(BMJ)—A woman in her 70s presented with a 3-month hx of an itchy, burning rash that began on her arms and then spread to her trunk and legs. Review of sx: heartburn, weight loss, anorexia. Exam: diffuse papular, excoriated, lichenified gray-brown rash with hint of purple. Labs: marginally raised alk phos; hep C (+). What’s the dx?
Pityriasis rosea
Secondary syphilis
Guttate psoriasis
Lichen planus
Lichen simplex chronicus
You are correct.
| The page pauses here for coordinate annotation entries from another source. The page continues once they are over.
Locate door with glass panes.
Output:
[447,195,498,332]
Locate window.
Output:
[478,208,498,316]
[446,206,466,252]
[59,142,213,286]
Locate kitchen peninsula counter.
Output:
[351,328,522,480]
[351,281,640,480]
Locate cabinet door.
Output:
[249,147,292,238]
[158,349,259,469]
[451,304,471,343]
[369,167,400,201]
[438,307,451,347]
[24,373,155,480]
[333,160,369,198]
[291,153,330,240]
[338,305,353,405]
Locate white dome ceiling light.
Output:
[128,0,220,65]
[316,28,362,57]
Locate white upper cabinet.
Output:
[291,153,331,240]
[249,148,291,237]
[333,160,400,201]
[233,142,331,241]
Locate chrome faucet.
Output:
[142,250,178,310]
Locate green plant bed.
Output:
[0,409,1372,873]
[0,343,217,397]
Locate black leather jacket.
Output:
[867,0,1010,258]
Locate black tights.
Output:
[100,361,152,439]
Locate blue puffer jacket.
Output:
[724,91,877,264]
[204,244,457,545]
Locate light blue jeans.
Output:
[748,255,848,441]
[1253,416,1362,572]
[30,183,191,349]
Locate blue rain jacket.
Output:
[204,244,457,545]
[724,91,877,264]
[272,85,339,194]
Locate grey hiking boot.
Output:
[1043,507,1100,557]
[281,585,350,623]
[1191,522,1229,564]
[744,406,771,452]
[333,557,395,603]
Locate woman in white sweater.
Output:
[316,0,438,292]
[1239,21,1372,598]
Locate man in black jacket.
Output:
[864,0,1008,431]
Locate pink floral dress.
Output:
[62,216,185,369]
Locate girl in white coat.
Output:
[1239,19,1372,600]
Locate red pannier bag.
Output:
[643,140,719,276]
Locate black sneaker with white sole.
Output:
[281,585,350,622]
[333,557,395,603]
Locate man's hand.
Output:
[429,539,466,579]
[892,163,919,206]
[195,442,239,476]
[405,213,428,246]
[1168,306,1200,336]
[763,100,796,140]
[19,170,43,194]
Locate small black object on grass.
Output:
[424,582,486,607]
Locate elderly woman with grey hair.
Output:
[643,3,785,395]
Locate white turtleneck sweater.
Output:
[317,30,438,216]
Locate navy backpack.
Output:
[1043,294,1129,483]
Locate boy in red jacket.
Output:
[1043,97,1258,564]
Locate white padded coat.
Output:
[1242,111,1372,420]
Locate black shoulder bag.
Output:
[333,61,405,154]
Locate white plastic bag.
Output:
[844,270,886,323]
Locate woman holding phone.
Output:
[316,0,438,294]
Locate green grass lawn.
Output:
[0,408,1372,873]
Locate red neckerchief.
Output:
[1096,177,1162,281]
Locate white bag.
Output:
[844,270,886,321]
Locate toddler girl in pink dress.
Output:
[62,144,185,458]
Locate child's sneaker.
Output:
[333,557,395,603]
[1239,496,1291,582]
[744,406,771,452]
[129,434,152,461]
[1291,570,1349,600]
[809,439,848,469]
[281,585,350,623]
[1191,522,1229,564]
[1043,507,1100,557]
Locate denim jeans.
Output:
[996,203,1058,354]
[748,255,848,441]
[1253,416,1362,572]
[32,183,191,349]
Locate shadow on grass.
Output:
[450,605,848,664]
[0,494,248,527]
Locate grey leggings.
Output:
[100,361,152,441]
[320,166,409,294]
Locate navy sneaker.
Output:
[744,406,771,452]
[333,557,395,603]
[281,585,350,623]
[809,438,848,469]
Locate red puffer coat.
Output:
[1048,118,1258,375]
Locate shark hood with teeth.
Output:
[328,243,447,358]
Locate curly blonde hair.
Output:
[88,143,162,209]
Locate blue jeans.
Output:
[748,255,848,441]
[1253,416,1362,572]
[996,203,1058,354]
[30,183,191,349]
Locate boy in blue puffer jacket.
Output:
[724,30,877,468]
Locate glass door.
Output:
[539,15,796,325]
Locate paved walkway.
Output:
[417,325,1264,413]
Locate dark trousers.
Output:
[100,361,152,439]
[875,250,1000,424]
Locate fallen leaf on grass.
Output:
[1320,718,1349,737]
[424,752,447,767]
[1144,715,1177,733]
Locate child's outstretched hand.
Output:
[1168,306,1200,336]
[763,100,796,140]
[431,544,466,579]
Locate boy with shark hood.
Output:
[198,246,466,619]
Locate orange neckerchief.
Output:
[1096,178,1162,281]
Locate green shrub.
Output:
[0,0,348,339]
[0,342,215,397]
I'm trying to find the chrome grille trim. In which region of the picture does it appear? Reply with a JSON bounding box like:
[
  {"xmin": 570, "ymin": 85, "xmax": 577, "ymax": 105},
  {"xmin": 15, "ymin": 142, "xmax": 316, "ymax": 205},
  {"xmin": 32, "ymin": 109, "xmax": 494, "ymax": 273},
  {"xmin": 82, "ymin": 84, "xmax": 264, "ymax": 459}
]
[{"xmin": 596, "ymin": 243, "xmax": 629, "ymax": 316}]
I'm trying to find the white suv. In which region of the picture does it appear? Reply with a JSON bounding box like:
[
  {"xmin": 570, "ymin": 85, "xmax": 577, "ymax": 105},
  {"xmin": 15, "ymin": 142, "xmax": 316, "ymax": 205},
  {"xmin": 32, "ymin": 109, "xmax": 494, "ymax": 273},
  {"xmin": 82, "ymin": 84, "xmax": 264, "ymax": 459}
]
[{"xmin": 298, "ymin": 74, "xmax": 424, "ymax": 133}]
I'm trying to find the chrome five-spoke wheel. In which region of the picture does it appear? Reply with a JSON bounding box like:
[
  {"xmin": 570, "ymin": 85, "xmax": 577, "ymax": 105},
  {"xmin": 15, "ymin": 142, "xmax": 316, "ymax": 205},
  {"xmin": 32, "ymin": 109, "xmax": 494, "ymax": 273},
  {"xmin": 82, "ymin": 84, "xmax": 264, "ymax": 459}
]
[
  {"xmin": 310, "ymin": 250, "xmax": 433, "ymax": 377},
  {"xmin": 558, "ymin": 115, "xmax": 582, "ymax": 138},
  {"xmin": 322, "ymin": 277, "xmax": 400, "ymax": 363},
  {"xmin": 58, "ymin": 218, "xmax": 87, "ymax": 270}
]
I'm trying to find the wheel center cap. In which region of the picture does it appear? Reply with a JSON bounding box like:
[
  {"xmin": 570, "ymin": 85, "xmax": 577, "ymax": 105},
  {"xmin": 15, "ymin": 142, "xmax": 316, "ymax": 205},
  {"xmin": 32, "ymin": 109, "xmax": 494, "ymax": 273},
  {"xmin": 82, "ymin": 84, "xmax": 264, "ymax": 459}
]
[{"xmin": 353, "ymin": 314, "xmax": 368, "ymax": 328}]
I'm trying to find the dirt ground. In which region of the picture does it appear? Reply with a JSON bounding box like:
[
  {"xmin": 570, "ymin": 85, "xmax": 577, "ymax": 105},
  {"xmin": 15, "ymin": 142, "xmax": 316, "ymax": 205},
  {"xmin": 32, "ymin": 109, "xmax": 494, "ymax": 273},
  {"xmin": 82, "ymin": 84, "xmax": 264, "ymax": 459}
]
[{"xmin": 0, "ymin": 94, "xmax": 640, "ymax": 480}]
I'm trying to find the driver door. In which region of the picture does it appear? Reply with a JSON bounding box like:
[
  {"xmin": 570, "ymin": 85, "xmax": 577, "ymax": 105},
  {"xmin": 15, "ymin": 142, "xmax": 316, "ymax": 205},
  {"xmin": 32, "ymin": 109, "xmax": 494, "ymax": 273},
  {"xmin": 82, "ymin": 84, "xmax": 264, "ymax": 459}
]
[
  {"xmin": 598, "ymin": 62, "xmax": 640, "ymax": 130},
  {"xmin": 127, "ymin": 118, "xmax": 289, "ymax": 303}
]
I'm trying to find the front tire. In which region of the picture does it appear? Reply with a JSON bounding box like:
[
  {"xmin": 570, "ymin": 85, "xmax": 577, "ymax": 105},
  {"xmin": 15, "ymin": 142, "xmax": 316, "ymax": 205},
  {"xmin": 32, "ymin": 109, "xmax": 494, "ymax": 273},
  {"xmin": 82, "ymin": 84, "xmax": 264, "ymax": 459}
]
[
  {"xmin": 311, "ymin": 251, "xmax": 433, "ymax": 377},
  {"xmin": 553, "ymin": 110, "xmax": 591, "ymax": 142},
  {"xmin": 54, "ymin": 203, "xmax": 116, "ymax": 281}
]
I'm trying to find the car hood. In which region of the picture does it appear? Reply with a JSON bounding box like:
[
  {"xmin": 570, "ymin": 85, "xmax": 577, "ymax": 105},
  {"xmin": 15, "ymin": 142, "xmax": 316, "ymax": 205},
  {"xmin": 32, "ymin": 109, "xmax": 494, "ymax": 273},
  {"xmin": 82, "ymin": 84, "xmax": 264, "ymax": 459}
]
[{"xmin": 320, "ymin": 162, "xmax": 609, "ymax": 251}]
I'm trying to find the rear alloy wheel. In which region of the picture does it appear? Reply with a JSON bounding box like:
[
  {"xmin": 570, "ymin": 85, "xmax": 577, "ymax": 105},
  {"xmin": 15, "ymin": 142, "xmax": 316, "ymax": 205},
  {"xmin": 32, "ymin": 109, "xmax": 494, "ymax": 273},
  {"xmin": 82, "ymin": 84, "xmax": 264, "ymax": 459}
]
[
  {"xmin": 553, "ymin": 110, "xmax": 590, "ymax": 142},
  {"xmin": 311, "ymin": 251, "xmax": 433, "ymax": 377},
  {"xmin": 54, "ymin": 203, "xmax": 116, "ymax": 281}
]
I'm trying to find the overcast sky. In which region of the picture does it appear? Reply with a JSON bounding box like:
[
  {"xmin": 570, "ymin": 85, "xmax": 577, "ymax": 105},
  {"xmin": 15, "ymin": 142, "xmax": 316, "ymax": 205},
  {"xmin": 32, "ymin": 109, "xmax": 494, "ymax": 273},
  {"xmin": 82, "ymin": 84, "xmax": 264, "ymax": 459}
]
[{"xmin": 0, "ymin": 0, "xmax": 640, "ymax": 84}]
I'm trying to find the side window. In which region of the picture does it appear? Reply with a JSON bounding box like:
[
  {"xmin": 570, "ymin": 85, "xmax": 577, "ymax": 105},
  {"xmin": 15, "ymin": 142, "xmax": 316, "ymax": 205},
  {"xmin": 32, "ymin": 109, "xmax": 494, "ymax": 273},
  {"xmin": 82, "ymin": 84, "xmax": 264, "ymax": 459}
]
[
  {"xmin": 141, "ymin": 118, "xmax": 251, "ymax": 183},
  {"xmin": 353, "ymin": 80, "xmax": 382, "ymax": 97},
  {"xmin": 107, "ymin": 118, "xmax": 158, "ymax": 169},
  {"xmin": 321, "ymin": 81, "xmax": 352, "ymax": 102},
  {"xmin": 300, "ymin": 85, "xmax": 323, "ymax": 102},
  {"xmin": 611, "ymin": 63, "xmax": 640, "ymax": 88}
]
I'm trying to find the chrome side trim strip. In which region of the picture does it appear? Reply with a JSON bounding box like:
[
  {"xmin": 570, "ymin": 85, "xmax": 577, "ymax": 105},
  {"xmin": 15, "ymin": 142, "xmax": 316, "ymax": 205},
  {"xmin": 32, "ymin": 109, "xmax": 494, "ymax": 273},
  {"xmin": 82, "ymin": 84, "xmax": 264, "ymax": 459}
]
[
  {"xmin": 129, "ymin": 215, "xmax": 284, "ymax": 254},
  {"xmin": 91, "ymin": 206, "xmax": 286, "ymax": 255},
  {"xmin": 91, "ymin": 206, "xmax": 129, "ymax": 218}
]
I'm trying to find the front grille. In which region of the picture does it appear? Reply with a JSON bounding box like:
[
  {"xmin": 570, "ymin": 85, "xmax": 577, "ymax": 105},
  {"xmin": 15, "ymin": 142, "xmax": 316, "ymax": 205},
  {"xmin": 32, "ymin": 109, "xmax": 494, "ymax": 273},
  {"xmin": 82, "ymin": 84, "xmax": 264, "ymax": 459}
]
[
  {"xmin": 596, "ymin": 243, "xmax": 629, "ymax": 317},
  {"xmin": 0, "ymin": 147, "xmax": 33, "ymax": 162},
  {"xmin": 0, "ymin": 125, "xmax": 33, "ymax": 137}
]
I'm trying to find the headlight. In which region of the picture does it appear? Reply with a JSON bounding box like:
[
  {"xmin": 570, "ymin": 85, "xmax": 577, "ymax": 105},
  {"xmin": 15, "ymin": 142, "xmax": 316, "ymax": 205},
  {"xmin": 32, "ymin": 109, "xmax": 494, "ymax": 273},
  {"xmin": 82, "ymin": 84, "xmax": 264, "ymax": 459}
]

The rash was consistent with cutaneous lichen planus associated with active hep C infection. Lichen planus is an inflammatory skin disease often characterized by violaceous (purple) pruritic papules and plaques. The risk of being positive for antibodies to hep C is much higher in patients with lichen planus vs. controls (odds ratio, 4.85; absolute risk, 14.6% in patients with lichen planus). Also, the likelihood of concurrent hep C infection is 6x higher in people with oral lichen planus.

Consider screening for hep C in patients with newly diagnosed lichen planus if they have GI or systemic sx or risk factors for HCV. Also consider lichen planus in people with a widespread, itchy rash and hx of hep C.

The patient was started on antiviral tx for hep C, and within a few weeks, she reported an improvement in her rash.